En Saintonge avec Gustave Courbet, Le Roman de Mathilde, Inédits sur Mathilde Carly de Svazzema et sur sa correspondance avec Gustave Courbet
Cahier n°3:
Ce troisième volume des Cahiers de l’Institut Gustave Courbet éclaire une année singulière et une période charnière dans l’œuvre de Gustave Courbet : son séjour en Saintonge (1862-1863). La découverte de cette province apparaît comme une parenthèse enchantée dans la vie du peintre, marquée par des rencontres décisives et par la révélation de paysages lumineux.
Au château de Rochemont, Étienne Baudry, mécène et homme de lettres, accueille Gustave Courbet et tisse avec lui des liens personnels et artistiques durables. Le fonds d’archives Mélia-Sevrain, acquis par l’Institut Gustave Courbet auprès des héritiers d’Étienne Baudry, revisite cette période à travers une correspondance précieuse entre l’écrivain et Juliette Courbet, sœur et légataire de l’artiste. Ces lettres lèvent le voile sur les divers dons d’œuvres qu’elle projetait de faire au Petit Palais, à Paris. C’est également en Saintonge que Courbet rencontre le jeune Théodore Duret, négociant en cognac et collectionneur chevronné. Défenseur de Manet et des impressionnistes, Duret rédigera en 1918 une biographie consacrée au maître-peintre d’Ornans. Mais sa mémoire sera assombrie, en 1931, par la mise aux enchères des œuvres de sa succession, entachée de faux tableaux, certains seulement attribués à Courbet.
Ce cahier consacre une seconde partie à la personnalité complexe de Mathilde Gorringe, dite comtesse de Svazzema.

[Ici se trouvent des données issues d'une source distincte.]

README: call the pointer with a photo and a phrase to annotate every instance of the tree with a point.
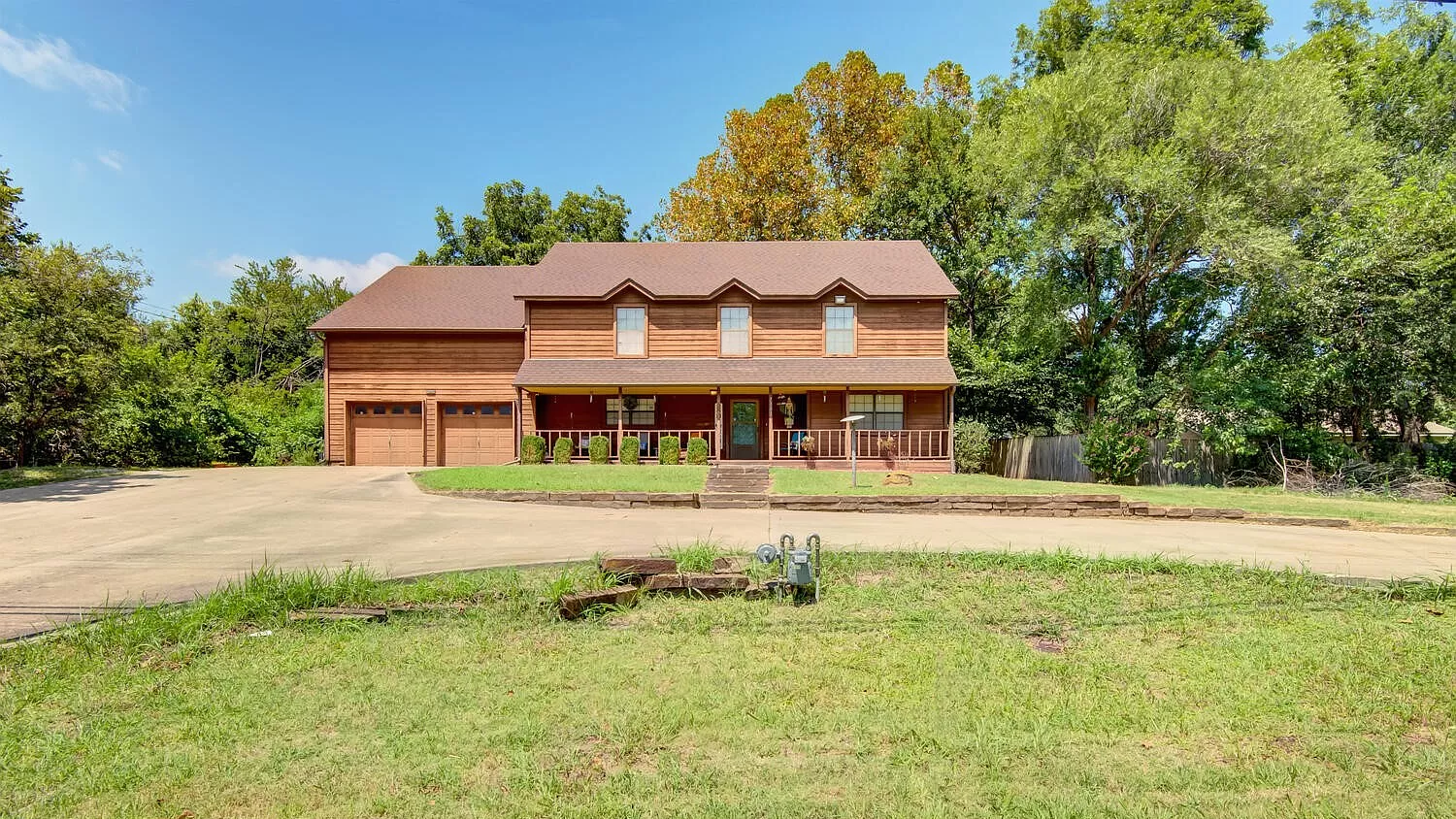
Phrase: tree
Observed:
(1401, 84)
(1382, 309)
(64, 316)
(937, 186)
(14, 236)
(517, 226)
(261, 334)
(760, 183)
(1158, 28)
(801, 166)
(1167, 192)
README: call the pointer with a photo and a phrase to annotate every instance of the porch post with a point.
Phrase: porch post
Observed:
(772, 410)
(949, 425)
(718, 423)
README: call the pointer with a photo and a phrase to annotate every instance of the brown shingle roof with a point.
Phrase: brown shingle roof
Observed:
(768, 270)
(436, 299)
(485, 299)
(713, 372)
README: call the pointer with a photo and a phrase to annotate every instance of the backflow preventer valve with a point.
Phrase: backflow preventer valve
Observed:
(800, 569)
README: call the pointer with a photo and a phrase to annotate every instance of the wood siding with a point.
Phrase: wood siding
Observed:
(573, 331)
(902, 329)
(681, 331)
(779, 329)
(399, 367)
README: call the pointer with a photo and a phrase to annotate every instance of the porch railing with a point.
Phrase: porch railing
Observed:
(648, 440)
(833, 443)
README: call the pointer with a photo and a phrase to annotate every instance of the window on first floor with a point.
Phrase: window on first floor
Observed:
(640, 411)
(881, 410)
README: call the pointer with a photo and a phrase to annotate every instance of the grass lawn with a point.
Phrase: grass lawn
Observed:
(1270, 501)
(568, 477)
(32, 475)
(923, 685)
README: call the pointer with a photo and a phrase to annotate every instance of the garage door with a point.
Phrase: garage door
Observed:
(387, 435)
(477, 434)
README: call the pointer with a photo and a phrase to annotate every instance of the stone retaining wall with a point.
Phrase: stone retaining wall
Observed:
(1015, 505)
(602, 499)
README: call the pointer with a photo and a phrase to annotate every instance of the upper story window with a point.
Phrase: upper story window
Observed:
(879, 410)
(733, 331)
(839, 329)
(631, 331)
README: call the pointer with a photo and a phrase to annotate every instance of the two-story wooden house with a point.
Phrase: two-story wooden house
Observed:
(759, 346)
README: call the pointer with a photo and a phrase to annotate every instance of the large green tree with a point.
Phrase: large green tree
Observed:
(517, 226)
(64, 317)
(1068, 29)
(14, 235)
(1164, 194)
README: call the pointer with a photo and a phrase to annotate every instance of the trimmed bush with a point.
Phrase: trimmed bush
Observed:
(561, 451)
(599, 448)
(973, 445)
(631, 449)
(669, 449)
(698, 451)
(533, 449)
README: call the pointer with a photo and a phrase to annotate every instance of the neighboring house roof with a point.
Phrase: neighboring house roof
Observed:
(436, 299)
(766, 270)
(712, 372)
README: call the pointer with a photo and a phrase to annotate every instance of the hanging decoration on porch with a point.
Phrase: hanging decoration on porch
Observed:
(786, 410)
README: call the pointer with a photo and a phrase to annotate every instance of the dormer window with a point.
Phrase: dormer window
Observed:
(839, 329)
(631, 331)
(733, 332)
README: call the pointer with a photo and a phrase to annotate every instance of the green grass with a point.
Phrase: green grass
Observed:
(32, 475)
(1270, 501)
(568, 477)
(923, 685)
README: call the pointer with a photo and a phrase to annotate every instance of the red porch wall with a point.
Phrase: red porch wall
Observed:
(590, 411)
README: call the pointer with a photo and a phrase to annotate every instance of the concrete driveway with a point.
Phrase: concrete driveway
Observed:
(175, 533)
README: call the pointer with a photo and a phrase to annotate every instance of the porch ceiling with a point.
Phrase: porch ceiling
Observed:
(736, 373)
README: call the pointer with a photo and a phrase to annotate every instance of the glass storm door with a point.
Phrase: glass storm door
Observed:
(745, 432)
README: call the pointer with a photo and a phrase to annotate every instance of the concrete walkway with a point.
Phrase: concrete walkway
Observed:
(177, 533)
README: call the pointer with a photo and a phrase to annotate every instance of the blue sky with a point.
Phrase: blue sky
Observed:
(210, 133)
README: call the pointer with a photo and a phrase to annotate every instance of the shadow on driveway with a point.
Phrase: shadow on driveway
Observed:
(82, 487)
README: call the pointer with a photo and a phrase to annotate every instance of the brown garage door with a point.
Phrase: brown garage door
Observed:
(387, 435)
(477, 434)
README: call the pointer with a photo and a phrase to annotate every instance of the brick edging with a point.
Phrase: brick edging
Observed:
(999, 505)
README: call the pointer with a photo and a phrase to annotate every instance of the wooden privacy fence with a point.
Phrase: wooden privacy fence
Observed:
(1059, 457)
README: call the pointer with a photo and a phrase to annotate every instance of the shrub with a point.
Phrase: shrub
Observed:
(1112, 451)
(669, 451)
(631, 449)
(698, 451)
(599, 448)
(561, 451)
(533, 449)
(973, 445)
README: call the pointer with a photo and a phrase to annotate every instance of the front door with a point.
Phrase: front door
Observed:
(743, 431)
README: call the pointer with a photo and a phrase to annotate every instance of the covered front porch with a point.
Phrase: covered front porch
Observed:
(791, 426)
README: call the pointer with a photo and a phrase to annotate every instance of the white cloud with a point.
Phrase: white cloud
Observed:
(111, 159)
(50, 64)
(355, 276)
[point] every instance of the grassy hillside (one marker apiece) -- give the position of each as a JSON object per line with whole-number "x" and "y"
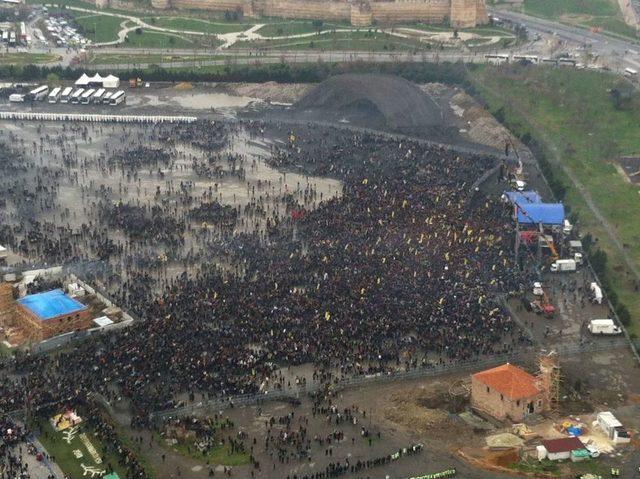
{"x": 573, "y": 114}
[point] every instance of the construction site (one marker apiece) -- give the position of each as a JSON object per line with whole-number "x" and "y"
{"x": 354, "y": 283}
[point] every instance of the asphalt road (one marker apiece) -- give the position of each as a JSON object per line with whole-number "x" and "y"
{"x": 627, "y": 51}
{"x": 618, "y": 53}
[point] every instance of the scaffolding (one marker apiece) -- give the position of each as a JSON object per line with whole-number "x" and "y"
{"x": 548, "y": 379}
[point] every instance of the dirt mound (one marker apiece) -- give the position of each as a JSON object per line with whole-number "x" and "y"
{"x": 390, "y": 100}
{"x": 420, "y": 410}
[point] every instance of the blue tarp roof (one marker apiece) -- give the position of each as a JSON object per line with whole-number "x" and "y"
{"x": 523, "y": 196}
{"x": 545, "y": 213}
{"x": 51, "y": 304}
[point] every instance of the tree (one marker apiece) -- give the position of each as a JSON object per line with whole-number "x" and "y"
{"x": 317, "y": 24}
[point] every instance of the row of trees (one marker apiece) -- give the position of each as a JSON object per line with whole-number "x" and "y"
{"x": 451, "y": 73}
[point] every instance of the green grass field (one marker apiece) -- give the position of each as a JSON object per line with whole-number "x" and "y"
{"x": 604, "y": 14}
{"x": 27, "y": 58}
{"x": 196, "y": 25}
{"x": 572, "y": 113}
{"x": 613, "y": 25}
{"x": 99, "y": 28}
{"x": 63, "y": 452}
{"x": 151, "y": 39}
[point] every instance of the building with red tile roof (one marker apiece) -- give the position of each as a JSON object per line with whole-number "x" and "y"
{"x": 506, "y": 392}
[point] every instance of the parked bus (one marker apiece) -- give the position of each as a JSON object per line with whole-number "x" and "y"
{"x": 567, "y": 62}
{"x": 64, "y": 98}
{"x": 75, "y": 97}
{"x": 496, "y": 58}
{"x": 97, "y": 98}
{"x": 118, "y": 97}
{"x": 39, "y": 93}
{"x": 526, "y": 58}
{"x": 54, "y": 96}
{"x": 85, "y": 99}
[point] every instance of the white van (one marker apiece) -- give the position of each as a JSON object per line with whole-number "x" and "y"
{"x": 603, "y": 326}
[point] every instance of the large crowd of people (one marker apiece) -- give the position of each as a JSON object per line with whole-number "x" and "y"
{"x": 399, "y": 269}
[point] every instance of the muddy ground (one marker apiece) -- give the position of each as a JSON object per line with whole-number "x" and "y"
{"x": 403, "y": 413}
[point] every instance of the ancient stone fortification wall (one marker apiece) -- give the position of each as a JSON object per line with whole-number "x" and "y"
{"x": 431, "y": 11}
{"x": 305, "y": 9}
{"x": 215, "y": 5}
{"x": 361, "y": 16}
{"x": 461, "y": 13}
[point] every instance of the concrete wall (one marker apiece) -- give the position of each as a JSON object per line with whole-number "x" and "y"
{"x": 499, "y": 407}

Dans le prolongement de la découverte, à la bibliothèque municipale de Besançon, d’une correspondance érotique entre Mathilde et Gustave Courbet, l’Institut publie ici seize lettres autographes issues de ses collections, provenant du fonds Louis Baille. L’ensemble reflète une relation passionnelle, intense et tourmentée, qui témoigne des vives tensions ayant suivi leur rupture, dans un contexte où s’annonce déjà le procès à venir. Plusieurs éléments inédits viennent enrichir la compréhension de la figure de Mathilde.
Avec les contributions de Viviane Alix-Leborgne, Jean-Jacques Fernier (1931-2020), Paul Galvez, Chantal Humbert, Carine Joly et Marie-Chantal Nessler (1942-2023).

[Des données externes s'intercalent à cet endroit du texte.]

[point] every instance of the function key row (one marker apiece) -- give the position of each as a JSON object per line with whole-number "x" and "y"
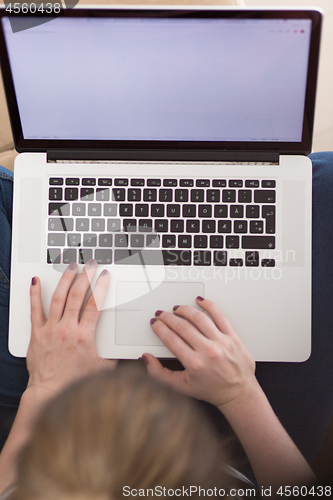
{"x": 89, "y": 181}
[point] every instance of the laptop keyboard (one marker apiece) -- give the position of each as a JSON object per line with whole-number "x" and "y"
{"x": 199, "y": 222}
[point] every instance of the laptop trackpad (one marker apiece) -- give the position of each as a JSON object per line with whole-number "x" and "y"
{"x": 133, "y": 317}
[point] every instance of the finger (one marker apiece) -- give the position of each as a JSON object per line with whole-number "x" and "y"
{"x": 172, "y": 340}
{"x": 200, "y": 320}
{"x": 78, "y": 292}
{"x": 37, "y": 313}
{"x": 94, "y": 303}
{"x": 59, "y": 297}
{"x": 219, "y": 318}
{"x": 175, "y": 379}
{"x": 184, "y": 329}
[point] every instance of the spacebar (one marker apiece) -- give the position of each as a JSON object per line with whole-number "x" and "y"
{"x": 251, "y": 242}
{"x": 153, "y": 257}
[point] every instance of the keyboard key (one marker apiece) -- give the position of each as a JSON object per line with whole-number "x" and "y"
{"x": 60, "y": 224}
{"x": 219, "y": 183}
{"x": 220, "y": 258}
{"x": 268, "y": 213}
{"x": 102, "y": 194}
{"x": 220, "y": 211}
{"x": 73, "y": 240}
{"x": 110, "y": 209}
{"x": 256, "y": 226}
{"x": 244, "y": 196}
{"x": 232, "y": 241}
{"x": 157, "y": 210}
{"x": 224, "y": 226}
{"x": 177, "y": 226}
{"x": 121, "y": 182}
{"x": 103, "y": 256}
{"x": 170, "y": 182}
{"x": 173, "y": 210}
{"x": 53, "y": 255}
{"x": 134, "y": 195}
{"x": 208, "y": 226}
{"x": 105, "y": 240}
{"x": 202, "y": 258}
{"x": 70, "y": 181}
{"x": 252, "y": 259}
{"x": 229, "y": 195}
{"x": 240, "y": 226}
{"x": 87, "y": 194}
{"x": 186, "y": 183}
{"x": 264, "y": 196}
{"x": 121, "y": 240}
{"x": 98, "y": 225}
{"x": 181, "y": 195}
{"x": 269, "y": 184}
{"x": 79, "y": 209}
{"x": 165, "y": 195}
{"x": 58, "y": 209}
{"x": 85, "y": 254}
{"x": 197, "y": 195}
{"x": 56, "y": 239}
{"x": 235, "y": 183}
{"x": 193, "y": 226}
{"x": 213, "y": 196}
{"x": 94, "y": 209}
{"x": 89, "y": 182}
{"x": 216, "y": 242}
{"x": 90, "y": 240}
{"x": 105, "y": 182}
{"x": 125, "y": 210}
{"x": 200, "y": 241}
{"x": 236, "y": 262}
{"x": 154, "y": 182}
{"x": 138, "y": 240}
{"x": 202, "y": 183}
{"x": 82, "y": 224}
{"x": 168, "y": 241}
{"x": 252, "y": 183}
{"x": 184, "y": 241}
{"x": 268, "y": 262}
{"x": 205, "y": 211}
{"x": 236, "y": 211}
{"x": 55, "y": 194}
{"x": 113, "y": 225}
{"x": 252, "y": 211}
{"x": 56, "y": 181}
{"x": 189, "y": 211}
{"x": 145, "y": 225}
{"x": 69, "y": 255}
{"x": 258, "y": 242}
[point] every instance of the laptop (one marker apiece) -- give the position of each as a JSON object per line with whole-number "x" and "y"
{"x": 169, "y": 144}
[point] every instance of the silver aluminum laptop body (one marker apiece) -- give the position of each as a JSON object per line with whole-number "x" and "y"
{"x": 138, "y": 97}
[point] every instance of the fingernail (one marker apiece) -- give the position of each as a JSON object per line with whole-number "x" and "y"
{"x": 145, "y": 359}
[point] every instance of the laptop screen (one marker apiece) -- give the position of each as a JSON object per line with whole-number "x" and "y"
{"x": 161, "y": 79}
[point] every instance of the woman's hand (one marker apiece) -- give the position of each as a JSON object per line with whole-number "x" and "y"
{"x": 62, "y": 347}
{"x": 218, "y": 367}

sous la direction de Carine Joly, Conservateur de l’Institut Gustave Courbet.
Ce cahier illustre l’élan que suscitent les recherches autour de Courbet. Il souligne le rôle moteur que joue l’Institut Gustave Courbet dans l’approfondissement et la compréhension de cet artiste-phare du mouvement réaliste. En éclairant des aspects essentiels de la vie du peintre, il montre que l’étude de son œuvre reste bien vivante et reflète ainsi le dynamisme de l’Institut Gustave Courbet.